The cantonment, which sustained some damage in the lead up to the Fall of Singapore but remain largely intact, was evacuated on 12 February 1942. Singapore fell on 15 February 1942 and with Japanese forces overwhelmed by the sheer numbers of surrendering Allied troops in Singapore, they found a solution to accommodating some of these troops in the emptied barracks in Changi. On 17 February 1942, close to 50,000 British and Australian Prisoners-of-War (POWs) were marched to Changi and placed in the various camps. The troops forming the last line of defence in Singapore, the Singapore Fortress Southern Area troops, which included some volunteer units, were allocated Kitchener Barracks. The Australians were kept separately in Selarang. POW hospitals, which were set up in former field hospitals in Roberts and Selarang, were consolidated at Roberts Barracks — this is where the Changi Murals were painted.

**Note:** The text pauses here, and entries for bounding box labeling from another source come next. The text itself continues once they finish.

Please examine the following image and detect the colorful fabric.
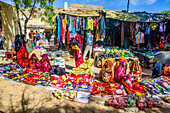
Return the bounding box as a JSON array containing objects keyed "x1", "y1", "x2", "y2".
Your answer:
[
  {"x1": 17, "y1": 46, "x2": 29, "y2": 67},
  {"x1": 136, "y1": 32, "x2": 145, "y2": 44},
  {"x1": 87, "y1": 33, "x2": 93, "y2": 46},
  {"x1": 91, "y1": 82, "x2": 112, "y2": 95},
  {"x1": 40, "y1": 54, "x2": 51, "y2": 71}
]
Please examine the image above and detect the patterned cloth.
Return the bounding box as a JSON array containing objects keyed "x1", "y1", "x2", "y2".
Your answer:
[{"x1": 87, "y1": 33, "x2": 93, "y2": 46}]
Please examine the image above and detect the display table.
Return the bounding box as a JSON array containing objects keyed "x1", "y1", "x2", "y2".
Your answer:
[{"x1": 26, "y1": 40, "x2": 34, "y2": 53}]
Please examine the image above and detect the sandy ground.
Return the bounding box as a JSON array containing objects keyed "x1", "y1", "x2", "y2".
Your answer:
[{"x1": 0, "y1": 50, "x2": 170, "y2": 113}]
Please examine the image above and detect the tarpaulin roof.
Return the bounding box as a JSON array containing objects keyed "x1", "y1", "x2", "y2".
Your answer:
[
  {"x1": 59, "y1": 9, "x2": 99, "y2": 17},
  {"x1": 104, "y1": 10, "x2": 170, "y2": 22}
]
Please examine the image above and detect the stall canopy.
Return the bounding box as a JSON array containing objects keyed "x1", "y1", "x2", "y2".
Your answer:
[
  {"x1": 59, "y1": 9, "x2": 99, "y2": 17},
  {"x1": 104, "y1": 10, "x2": 170, "y2": 22}
]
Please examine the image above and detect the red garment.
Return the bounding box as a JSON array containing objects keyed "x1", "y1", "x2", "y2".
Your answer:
[
  {"x1": 17, "y1": 46, "x2": 29, "y2": 67},
  {"x1": 60, "y1": 16, "x2": 64, "y2": 42},
  {"x1": 93, "y1": 18, "x2": 97, "y2": 27},
  {"x1": 29, "y1": 53, "x2": 39, "y2": 69},
  {"x1": 76, "y1": 35, "x2": 83, "y2": 50},
  {"x1": 74, "y1": 49, "x2": 84, "y2": 67},
  {"x1": 54, "y1": 37, "x2": 57, "y2": 45},
  {"x1": 73, "y1": 17, "x2": 77, "y2": 27},
  {"x1": 66, "y1": 32, "x2": 70, "y2": 44},
  {"x1": 159, "y1": 42, "x2": 164, "y2": 48}
]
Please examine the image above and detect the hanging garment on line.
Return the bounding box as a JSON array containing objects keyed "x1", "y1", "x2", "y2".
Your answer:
[
  {"x1": 93, "y1": 18, "x2": 97, "y2": 27},
  {"x1": 85, "y1": 18, "x2": 88, "y2": 30},
  {"x1": 83, "y1": 18, "x2": 86, "y2": 30},
  {"x1": 159, "y1": 23, "x2": 164, "y2": 32},
  {"x1": 64, "y1": 15, "x2": 67, "y2": 31},
  {"x1": 73, "y1": 17, "x2": 77, "y2": 27},
  {"x1": 88, "y1": 18, "x2": 93, "y2": 30},
  {"x1": 60, "y1": 16, "x2": 64, "y2": 41},
  {"x1": 136, "y1": 32, "x2": 145, "y2": 44},
  {"x1": 58, "y1": 15, "x2": 61, "y2": 40}
]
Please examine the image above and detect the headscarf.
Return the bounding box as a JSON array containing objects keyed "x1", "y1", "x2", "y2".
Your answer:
[
  {"x1": 40, "y1": 54, "x2": 51, "y2": 71},
  {"x1": 17, "y1": 46, "x2": 29, "y2": 60},
  {"x1": 114, "y1": 60, "x2": 126, "y2": 81},
  {"x1": 114, "y1": 56, "x2": 127, "y2": 72},
  {"x1": 17, "y1": 46, "x2": 29, "y2": 67},
  {"x1": 15, "y1": 34, "x2": 22, "y2": 52},
  {"x1": 20, "y1": 34, "x2": 26, "y2": 47},
  {"x1": 29, "y1": 53, "x2": 39, "y2": 69}
]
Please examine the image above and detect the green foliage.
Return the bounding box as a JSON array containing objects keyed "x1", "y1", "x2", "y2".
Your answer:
[
  {"x1": 39, "y1": 5, "x2": 56, "y2": 25},
  {"x1": 159, "y1": 10, "x2": 170, "y2": 14},
  {"x1": 12, "y1": 0, "x2": 55, "y2": 32}
]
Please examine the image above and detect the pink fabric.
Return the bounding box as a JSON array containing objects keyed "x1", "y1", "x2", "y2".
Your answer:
[
  {"x1": 76, "y1": 35, "x2": 82, "y2": 51},
  {"x1": 114, "y1": 60, "x2": 126, "y2": 81},
  {"x1": 83, "y1": 18, "x2": 85, "y2": 30},
  {"x1": 40, "y1": 54, "x2": 51, "y2": 71},
  {"x1": 93, "y1": 18, "x2": 97, "y2": 27}
]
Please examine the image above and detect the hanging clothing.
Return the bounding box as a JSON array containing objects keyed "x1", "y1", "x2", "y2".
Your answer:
[
  {"x1": 93, "y1": 18, "x2": 97, "y2": 27},
  {"x1": 88, "y1": 18, "x2": 93, "y2": 30},
  {"x1": 64, "y1": 15, "x2": 67, "y2": 32},
  {"x1": 136, "y1": 32, "x2": 145, "y2": 44},
  {"x1": 83, "y1": 18, "x2": 86, "y2": 30},
  {"x1": 58, "y1": 15, "x2": 61, "y2": 40},
  {"x1": 73, "y1": 17, "x2": 77, "y2": 27},
  {"x1": 85, "y1": 18, "x2": 88, "y2": 30},
  {"x1": 40, "y1": 54, "x2": 51, "y2": 72},
  {"x1": 121, "y1": 22, "x2": 124, "y2": 47},
  {"x1": 17, "y1": 46, "x2": 29, "y2": 67}
]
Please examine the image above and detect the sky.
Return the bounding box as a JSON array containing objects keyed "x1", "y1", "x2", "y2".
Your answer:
[{"x1": 1, "y1": 0, "x2": 170, "y2": 13}]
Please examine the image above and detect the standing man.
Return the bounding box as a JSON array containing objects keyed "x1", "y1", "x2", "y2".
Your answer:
[{"x1": 83, "y1": 30, "x2": 93, "y2": 60}]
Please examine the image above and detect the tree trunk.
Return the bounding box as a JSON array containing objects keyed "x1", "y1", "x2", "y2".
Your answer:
[
  {"x1": 24, "y1": 19, "x2": 28, "y2": 36},
  {"x1": 16, "y1": 7, "x2": 22, "y2": 34}
]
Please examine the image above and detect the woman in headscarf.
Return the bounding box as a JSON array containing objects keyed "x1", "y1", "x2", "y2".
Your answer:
[
  {"x1": 114, "y1": 60, "x2": 132, "y2": 82},
  {"x1": 15, "y1": 34, "x2": 22, "y2": 53},
  {"x1": 97, "y1": 59, "x2": 114, "y2": 83},
  {"x1": 129, "y1": 60, "x2": 142, "y2": 77},
  {"x1": 17, "y1": 46, "x2": 29, "y2": 67},
  {"x1": 29, "y1": 53, "x2": 43, "y2": 71},
  {"x1": 114, "y1": 57, "x2": 127, "y2": 72},
  {"x1": 40, "y1": 54, "x2": 51, "y2": 72},
  {"x1": 20, "y1": 34, "x2": 27, "y2": 48}
]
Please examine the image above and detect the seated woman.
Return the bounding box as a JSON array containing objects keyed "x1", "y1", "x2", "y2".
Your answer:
[
  {"x1": 17, "y1": 46, "x2": 29, "y2": 67},
  {"x1": 29, "y1": 53, "x2": 43, "y2": 71},
  {"x1": 114, "y1": 60, "x2": 132, "y2": 82},
  {"x1": 97, "y1": 59, "x2": 114, "y2": 83},
  {"x1": 38, "y1": 54, "x2": 51, "y2": 72},
  {"x1": 158, "y1": 65, "x2": 170, "y2": 77},
  {"x1": 129, "y1": 60, "x2": 142, "y2": 77},
  {"x1": 114, "y1": 57, "x2": 127, "y2": 72},
  {"x1": 152, "y1": 61, "x2": 164, "y2": 78}
]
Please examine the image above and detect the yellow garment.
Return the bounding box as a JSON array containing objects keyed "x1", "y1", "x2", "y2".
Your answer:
[
  {"x1": 64, "y1": 15, "x2": 67, "y2": 32},
  {"x1": 72, "y1": 45, "x2": 79, "y2": 50},
  {"x1": 72, "y1": 59, "x2": 94, "y2": 77},
  {"x1": 88, "y1": 19, "x2": 93, "y2": 30},
  {"x1": 164, "y1": 66, "x2": 170, "y2": 75},
  {"x1": 114, "y1": 57, "x2": 127, "y2": 72}
]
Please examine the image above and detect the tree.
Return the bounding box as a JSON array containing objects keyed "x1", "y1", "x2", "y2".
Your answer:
[
  {"x1": 159, "y1": 10, "x2": 170, "y2": 14},
  {"x1": 13, "y1": 0, "x2": 55, "y2": 34}
]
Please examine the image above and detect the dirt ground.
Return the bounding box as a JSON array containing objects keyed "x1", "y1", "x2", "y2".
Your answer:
[{"x1": 0, "y1": 50, "x2": 170, "y2": 113}]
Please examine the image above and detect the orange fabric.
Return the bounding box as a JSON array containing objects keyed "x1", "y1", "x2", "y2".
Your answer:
[{"x1": 114, "y1": 57, "x2": 127, "y2": 72}]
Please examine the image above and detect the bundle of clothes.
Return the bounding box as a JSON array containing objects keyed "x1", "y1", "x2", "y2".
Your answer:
[{"x1": 17, "y1": 46, "x2": 65, "y2": 75}]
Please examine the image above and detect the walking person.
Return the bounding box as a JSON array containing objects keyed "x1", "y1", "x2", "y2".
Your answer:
[
  {"x1": 35, "y1": 31, "x2": 41, "y2": 46},
  {"x1": 83, "y1": 30, "x2": 93, "y2": 60}
]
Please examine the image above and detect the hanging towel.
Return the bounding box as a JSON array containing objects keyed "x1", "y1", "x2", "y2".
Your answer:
[
  {"x1": 93, "y1": 18, "x2": 97, "y2": 27},
  {"x1": 83, "y1": 18, "x2": 85, "y2": 30},
  {"x1": 136, "y1": 32, "x2": 145, "y2": 44},
  {"x1": 85, "y1": 18, "x2": 88, "y2": 30},
  {"x1": 64, "y1": 15, "x2": 67, "y2": 32},
  {"x1": 58, "y1": 15, "x2": 61, "y2": 41}
]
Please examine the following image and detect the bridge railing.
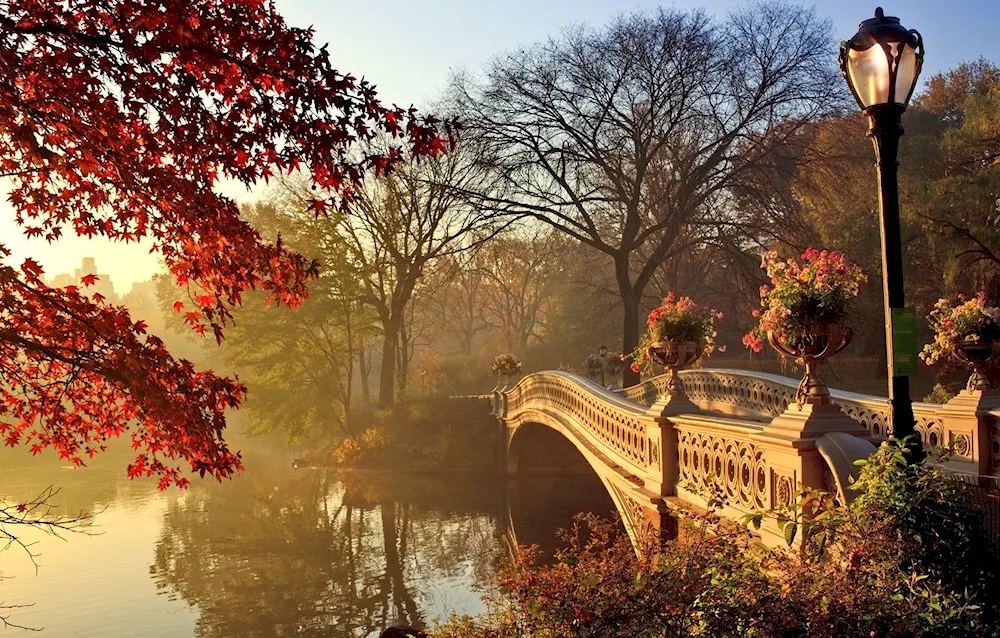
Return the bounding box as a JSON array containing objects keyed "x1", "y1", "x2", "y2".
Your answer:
[
  {"x1": 494, "y1": 371, "x2": 662, "y2": 490},
  {"x1": 618, "y1": 368, "x2": 947, "y2": 446},
  {"x1": 504, "y1": 369, "x2": 1000, "y2": 539}
]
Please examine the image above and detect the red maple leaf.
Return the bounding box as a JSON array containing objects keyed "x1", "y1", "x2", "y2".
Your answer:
[{"x1": 0, "y1": 0, "x2": 450, "y2": 487}]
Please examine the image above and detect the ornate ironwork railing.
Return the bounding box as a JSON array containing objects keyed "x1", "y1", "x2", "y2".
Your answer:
[
  {"x1": 497, "y1": 372, "x2": 655, "y2": 480},
  {"x1": 618, "y1": 368, "x2": 945, "y2": 445}
]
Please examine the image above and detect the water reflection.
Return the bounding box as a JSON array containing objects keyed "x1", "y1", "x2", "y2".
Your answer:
[
  {"x1": 0, "y1": 451, "x2": 611, "y2": 638},
  {"x1": 151, "y1": 452, "x2": 512, "y2": 637}
]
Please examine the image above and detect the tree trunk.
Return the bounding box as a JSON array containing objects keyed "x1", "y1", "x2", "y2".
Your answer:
[
  {"x1": 622, "y1": 289, "x2": 640, "y2": 388},
  {"x1": 344, "y1": 302, "x2": 355, "y2": 436},
  {"x1": 378, "y1": 322, "x2": 399, "y2": 408},
  {"x1": 358, "y1": 344, "x2": 372, "y2": 406},
  {"x1": 615, "y1": 254, "x2": 642, "y2": 388}
]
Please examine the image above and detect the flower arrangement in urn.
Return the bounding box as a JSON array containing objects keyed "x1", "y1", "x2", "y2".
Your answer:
[
  {"x1": 920, "y1": 292, "x2": 1000, "y2": 390},
  {"x1": 743, "y1": 248, "x2": 867, "y2": 404},
  {"x1": 743, "y1": 248, "x2": 868, "y2": 352},
  {"x1": 629, "y1": 292, "x2": 724, "y2": 372},
  {"x1": 490, "y1": 353, "x2": 521, "y2": 379}
]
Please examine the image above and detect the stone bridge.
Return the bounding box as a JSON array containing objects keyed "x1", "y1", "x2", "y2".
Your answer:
[{"x1": 493, "y1": 369, "x2": 1000, "y2": 544}]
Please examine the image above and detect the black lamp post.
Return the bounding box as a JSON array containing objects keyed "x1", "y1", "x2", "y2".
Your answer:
[
  {"x1": 597, "y1": 346, "x2": 608, "y2": 388},
  {"x1": 840, "y1": 7, "x2": 924, "y2": 438}
]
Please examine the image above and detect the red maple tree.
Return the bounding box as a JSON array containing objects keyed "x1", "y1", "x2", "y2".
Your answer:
[{"x1": 0, "y1": 0, "x2": 447, "y2": 488}]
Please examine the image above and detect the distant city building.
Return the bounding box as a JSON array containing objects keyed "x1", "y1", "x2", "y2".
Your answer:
[{"x1": 49, "y1": 257, "x2": 118, "y2": 301}]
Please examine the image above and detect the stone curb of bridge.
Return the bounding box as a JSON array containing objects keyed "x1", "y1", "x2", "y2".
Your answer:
[{"x1": 938, "y1": 390, "x2": 1000, "y2": 475}]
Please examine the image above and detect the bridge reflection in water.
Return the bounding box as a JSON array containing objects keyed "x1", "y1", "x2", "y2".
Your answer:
[{"x1": 493, "y1": 369, "x2": 1000, "y2": 544}]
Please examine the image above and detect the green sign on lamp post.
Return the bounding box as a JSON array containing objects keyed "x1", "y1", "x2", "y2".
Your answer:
[{"x1": 892, "y1": 308, "x2": 917, "y2": 377}]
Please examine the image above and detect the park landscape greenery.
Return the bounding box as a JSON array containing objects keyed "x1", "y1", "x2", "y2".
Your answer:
[{"x1": 0, "y1": 0, "x2": 1000, "y2": 636}]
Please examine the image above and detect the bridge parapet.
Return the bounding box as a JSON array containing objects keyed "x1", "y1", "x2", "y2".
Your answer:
[
  {"x1": 496, "y1": 372, "x2": 660, "y2": 488},
  {"x1": 618, "y1": 368, "x2": 948, "y2": 446},
  {"x1": 504, "y1": 369, "x2": 1000, "y2": 544}
]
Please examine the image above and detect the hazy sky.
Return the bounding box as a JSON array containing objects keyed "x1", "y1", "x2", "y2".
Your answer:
[{"x1": 0, "y1": 0, "x2": 1000, "y2": 293}]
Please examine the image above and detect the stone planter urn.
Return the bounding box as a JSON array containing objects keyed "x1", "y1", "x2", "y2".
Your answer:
[
  {"x1": 767, "y1": 322, "x2": 854, "y2": 405},
  {"x1": 646, "y1": 341, "x2": 702, "y2": 396},
  {"x1": 952, "y1": 341, "x2": 995, "y2": 390}
]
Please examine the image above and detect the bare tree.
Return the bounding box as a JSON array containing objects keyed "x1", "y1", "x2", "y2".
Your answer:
[
  {"x1": 452, "y1": 4, "x2": 840, "y2": 381},
  {"x1": 480, "y1": 224, "x2": 564, "y2": 353},
  {"x1": 341, "y1": 150, "x2": 494, "y2": 406}
]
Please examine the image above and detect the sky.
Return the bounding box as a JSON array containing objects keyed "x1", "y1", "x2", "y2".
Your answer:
[{"x1": 0, "y1": 0, "x2": 1000, "y2": 293}]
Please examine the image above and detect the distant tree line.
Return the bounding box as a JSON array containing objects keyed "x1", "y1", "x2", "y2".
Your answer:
[{"x1": 143, "y1": 3, "x2": 1000, "y2": 444}]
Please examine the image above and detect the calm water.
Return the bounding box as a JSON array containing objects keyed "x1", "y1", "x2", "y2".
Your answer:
[{"x1": 0, "y1": 447, "x2": 612, "y2": 638}]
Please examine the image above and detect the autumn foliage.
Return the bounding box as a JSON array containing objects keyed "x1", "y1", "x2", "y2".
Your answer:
[{"x1": 0, "y1": 0, "x2": 446, "y2": 487}]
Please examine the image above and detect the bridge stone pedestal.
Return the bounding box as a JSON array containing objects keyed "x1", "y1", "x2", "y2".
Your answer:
[
  {"x1": 939, "y1": 389, "x2": 1000, "y2": 475},
  {"x1": 752, "y1": 403, "x2": 877, "y2": 528}
]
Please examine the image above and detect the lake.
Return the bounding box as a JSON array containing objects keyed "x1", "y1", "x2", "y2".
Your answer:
[{"x1": 0, "y1": 446, "x2": 613, "y2": 638}]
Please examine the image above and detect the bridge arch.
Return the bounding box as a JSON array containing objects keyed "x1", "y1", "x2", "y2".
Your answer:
[{"x1": 498, "y1": 372, "x2": 675, "y2": 547}]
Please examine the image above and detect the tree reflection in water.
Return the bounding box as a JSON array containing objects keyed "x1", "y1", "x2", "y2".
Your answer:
[{"x1": 150, "y1": 458, "x2": 502, "y2": 638}]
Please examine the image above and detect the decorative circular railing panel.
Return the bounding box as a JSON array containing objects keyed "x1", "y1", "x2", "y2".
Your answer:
[
  {"x1": 498, "y1": 372, "x2": 659, "y2": 478},
  {"x1": 618, "y1": 368, "x2": 945, "y2": 445}
]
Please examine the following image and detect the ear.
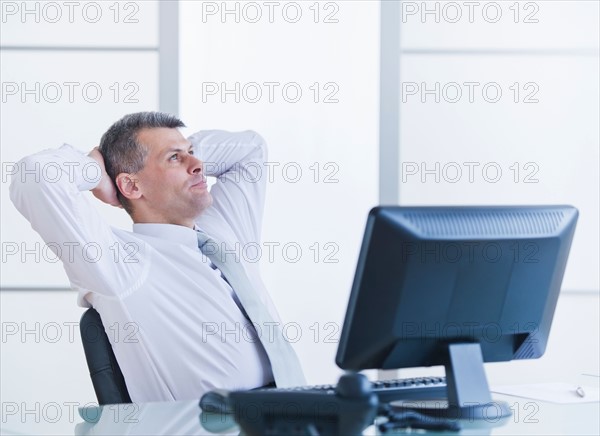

The POWs would initially have little contact with their captors, who got them to wire themselves into the various camps. Discipline was maintained by the officers among the POWs, who also took it upon themselves to keep the morale up. Sports, theatrical performances and even university classes were organised — there were several professional sportsmen amongst the ranks and also lecturers from Raffles College who were with the volunteer units and in Kitchener Barracks, the Southern Area College operated. With the Fortress troops — who were not involved in the retreat down Malaya — being amongst the fittest of the POWs, the men of the camp at Kitchener were among the first to be picked for the Japanese organised work teams, many of which would be sent to provide labour in places like the Thai-Burma ‘Death’ Railway. The numbers in Kitchener dwindled to the point that it could be closed as a POW camp in May 1943, followed by Roberts in September 1943. In May 1944, the POWs, which included those who had survived the Death Railway, were concentrated at Changi Prison, which had previously been used as a civilian internment camp (the civilians were moved to Sime Road Camp).
The two camps would then be occupied by Japanese units involved in the construction of the Japanese airstrip at Changi (operational at the end of 1944), around which the Royal Air Force would establish RAF Air Station Changi (RAF Changi) in 1946. The blocks of the former Kitchener Barracks were then used by the RAF, with RAF Hospital Changi being established in 1947. Among the renumbered blocks, Block 35, housed HQ Far East Air Force (FEAF) Command. The various roads within the former Kitchener Barracks were renamed after RAF Air Stations. Following the British pull-out in October 1971, the barrack buildings (except for Block 24 and 37), were used by the Singapore Armed Forces as Commando Camp. Of the various barrack developments, only the former Kitchener remains largely intact today.